KPAI menekankan pentingnya pelaksanaan pendidikan karakter yang benar-benar ramah anak, bebas dari kekerasan dan diskriminasi, dan menjamin tumbuh kembang anak secara optimal. “Kami menghargai semangat Pemerintah Provinsi Jawa Barat dalam mengembangkan pendidikan karakter. Tapi pendekatannya harus berpijak pada prinsip perlindungan anak. Program ini harus menjadi ruang pemulihan dan pemberdayaan, bukan stigmatisasi,” kata Aris.

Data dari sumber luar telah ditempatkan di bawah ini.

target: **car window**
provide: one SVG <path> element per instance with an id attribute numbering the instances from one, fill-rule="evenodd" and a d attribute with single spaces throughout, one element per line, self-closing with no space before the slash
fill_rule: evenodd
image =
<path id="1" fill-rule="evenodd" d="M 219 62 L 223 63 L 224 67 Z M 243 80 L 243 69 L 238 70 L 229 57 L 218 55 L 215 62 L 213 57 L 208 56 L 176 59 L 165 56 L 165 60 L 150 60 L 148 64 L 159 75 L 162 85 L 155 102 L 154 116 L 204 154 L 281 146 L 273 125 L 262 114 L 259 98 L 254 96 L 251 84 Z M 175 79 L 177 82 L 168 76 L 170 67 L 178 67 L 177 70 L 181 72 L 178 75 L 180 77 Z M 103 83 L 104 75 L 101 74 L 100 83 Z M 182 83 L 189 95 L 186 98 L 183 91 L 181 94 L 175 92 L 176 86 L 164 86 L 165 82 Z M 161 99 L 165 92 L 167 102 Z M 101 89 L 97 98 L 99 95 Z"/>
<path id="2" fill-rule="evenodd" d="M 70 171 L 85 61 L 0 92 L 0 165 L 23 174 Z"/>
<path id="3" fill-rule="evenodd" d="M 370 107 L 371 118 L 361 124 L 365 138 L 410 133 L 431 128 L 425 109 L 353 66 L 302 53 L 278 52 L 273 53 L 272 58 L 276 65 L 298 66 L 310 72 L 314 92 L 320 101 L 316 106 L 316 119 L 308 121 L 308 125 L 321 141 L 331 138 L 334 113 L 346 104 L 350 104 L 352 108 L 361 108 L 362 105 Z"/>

Ia mengingatkan pendekatan pendidikan berbasis disiplin memang dapat membentuk sikap, namun tanpa ekosistem pendukung seperti pengasuhan keluarga, layanan konseling, dan lingkungan sosial yang sehat, perubahan perilaku anak akan sulit bertahan lama.
KPAI menyampaikan pengawasan ini merupakan mandat dari Undang-Undang Nomor 35 Tahun 2014 tentang Perlindungan Anak. KPAI juga merekomendasikan agar program ini dievaluasi secara menyeluruh, terutama dalam hal regulasi, standardisasi pelaksanaan, dan pelibatan psikolog profesional dalam pemilihan peserta didik.
“Penentuan anak yang membutuhkan perlindungan khusus sebaiknya tidak hanya berdasarkan rekomendasi guru BK, tetapi melalui asesmen psikolog profesional agar risiko salah sasaran bisa diminimalisir,” kata Aris.
KPAI menyatakan akan terus melakukan pengawasan dan advokasi terhadap program-program pendidikan anak agar sejalan dengan prinsip perlindungan anak dan mendukung pencapaian generasi emas 2045.